VL 8&9: Bindung und Emotionale Bindung Flashcards
Bindung
= die besondere Beziehung des Kindes zu seinen primären Bezugspersonen
-> „Bindung ist ein im Gefühl verankertes Band, das eine Person zwischen sich und einer anderen besonderen Person entwickelt, das sie räumlich aneinander bindet und das zeitlichen Bestand hat“
Bindungssystem
= primäres, genetisch vorgeformtes, motivationales System, das zwischen der primären Bezugsperson und
dem Säugling nach der Geburt aktiviert wird und sich
dann weiter entwickelt
-> Bindungssystem erst aktiviert bei Trennung
Funktion von Bindung
= (Wieder-)Herstellung physischer und psychischer Sicherheit.

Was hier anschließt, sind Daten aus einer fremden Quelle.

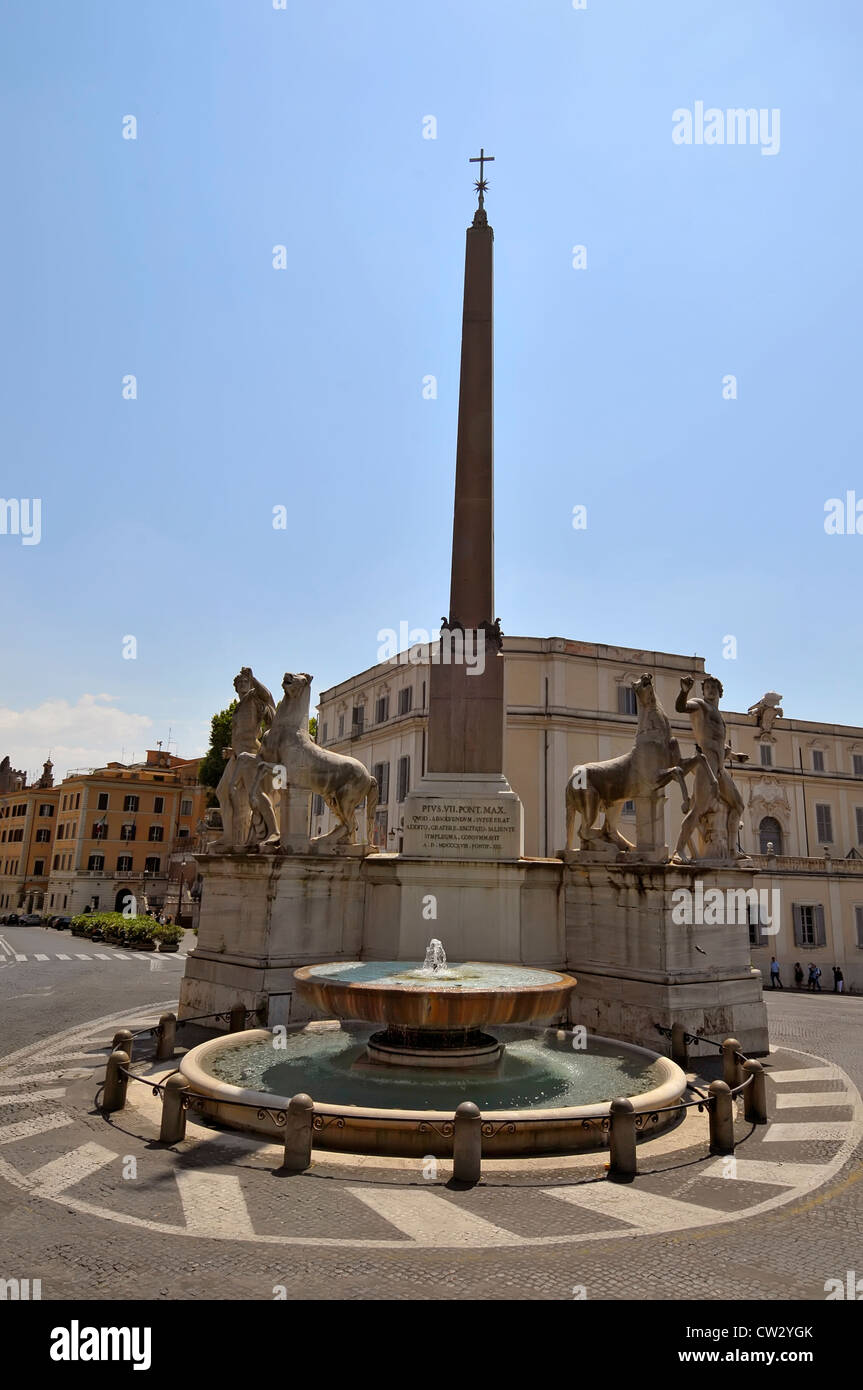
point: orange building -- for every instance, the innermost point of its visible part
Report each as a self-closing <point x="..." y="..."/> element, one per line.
<point x="102" y="837"/>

- bei Bedrohung der Sicherheit wird Bezugsperson aufgesucht -> sicherer Hafen
- Das Fürsorgeverhalten der Eltern -> intuitives Elternprogramm
Phasen der Bindungsentwicklung
- Vorphase der Bindung
- Phase der entstehenden Bindung
- Phase der ausgeprägten Bindung
- Phase reziproker (gegenseitiger) Beziehung
- Vorphase der Bindung
= Bindungsverhalten bei jeder Person, angeborene Signale zur Erreichung von Bedürfnisbefriedigung
- Alter: Zwischen Geburt und 6. Wochen
- Phase der entstehenden Bindung
= Zunehmend spezifische Reaktionen auf vertraute Personen; Entwicklung spezifischer Erwartungen an das
Verhalten der Bezugspersonen
- Alter: Zwischen 6 Wochen und 6-8 Monaten
- Phase der ausgeprägten Bindung
= Entstehen der spezifischen Bindung (aktive Kontaktaufnahme zur Bezugsperson, Unbehagen und
Protest bei Trennungen, Spannung in Anwesenheit von Fremden)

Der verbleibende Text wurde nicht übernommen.